Editor’s Note: Mark Zuckerman is president of The Century Foundation and former deputy director of President Obama’s Domestic Policy Council. Andrew Stettner is a senior fellow at the think tank who specializes in unemployment insurance. The views expressed here are their own. Read more opinion on CNN.

CNN  — 

In March 2020, when the Covid-19 pandemic was in its infancy, we warned that the looming unemployment and economic crisis would need a historic government response. For the next 18 months, the federal government delivered just that – significantly expanding unemployment benefits for a record number of jobless Americans.

Mark Zuckerman
Andrew Stettner

The value of weekly unemployment checks increased – first by $600, and then by $300 – as new programs reached workers typically not eligible for aid, including freelancers and the long-term unemployed. Through our elected officials, Americans made an implicit promise to one another: If you were forced to lose your job to keep your family and community safe, you should not be penalized with economic hardship and anxiety.

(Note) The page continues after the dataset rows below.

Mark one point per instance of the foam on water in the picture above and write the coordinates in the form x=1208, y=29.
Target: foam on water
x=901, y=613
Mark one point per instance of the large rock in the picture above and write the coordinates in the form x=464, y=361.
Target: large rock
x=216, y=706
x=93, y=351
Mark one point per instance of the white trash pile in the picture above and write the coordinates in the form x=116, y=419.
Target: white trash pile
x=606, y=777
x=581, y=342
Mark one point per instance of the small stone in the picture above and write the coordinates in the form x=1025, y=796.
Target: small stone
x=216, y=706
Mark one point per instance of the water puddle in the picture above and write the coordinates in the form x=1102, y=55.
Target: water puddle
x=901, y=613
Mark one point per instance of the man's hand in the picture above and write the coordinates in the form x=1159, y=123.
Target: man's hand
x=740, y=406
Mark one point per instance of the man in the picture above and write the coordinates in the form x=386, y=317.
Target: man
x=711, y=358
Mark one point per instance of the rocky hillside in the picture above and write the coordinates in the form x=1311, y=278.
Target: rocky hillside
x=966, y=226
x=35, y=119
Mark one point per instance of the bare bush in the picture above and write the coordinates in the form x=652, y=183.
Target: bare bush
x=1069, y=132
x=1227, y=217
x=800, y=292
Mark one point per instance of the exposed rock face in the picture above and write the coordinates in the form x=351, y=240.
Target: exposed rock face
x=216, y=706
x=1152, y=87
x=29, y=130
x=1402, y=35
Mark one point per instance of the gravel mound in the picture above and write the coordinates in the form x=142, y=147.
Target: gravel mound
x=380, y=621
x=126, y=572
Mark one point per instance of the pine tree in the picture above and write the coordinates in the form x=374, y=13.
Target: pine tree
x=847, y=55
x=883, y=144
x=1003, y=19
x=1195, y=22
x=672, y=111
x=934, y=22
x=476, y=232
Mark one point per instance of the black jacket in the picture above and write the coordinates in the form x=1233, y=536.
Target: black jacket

This collective response to the pandemic jobs crisis was an unequivocal success. According to US census data, the boosted unemployment insurance kept 5.5 million Americans from falling into poverty in 2020. Remarkably, when accounting for unemployment benefits and other forms of economic assistance, there were 8.5 million fewer people living in poverty in 2020 than in the previous year, despite the economy shedding a net 9.6 million jobs during that time.

This week marks the one-month anniversary of our legislators breaking that implicit promise. In early September, the various unemployment benefit programs put into place during the pandemic were summarily cut off, ending all aid for more than 8 million workers and cutting benefits by $300 per week for another 2.1 million people.

This is the making of a silent calamity. While many have argued that the end of pandemic unemployment benefits will force people back into the job market, there is ample evidence showing that ending them won’t magically lead the jobless to find work. Half of US states canceled their participation in federal benefits earlier this summer, and still only one in eight of the 1.1 million workers who were cut off from benefits in June were able to find jobs in July.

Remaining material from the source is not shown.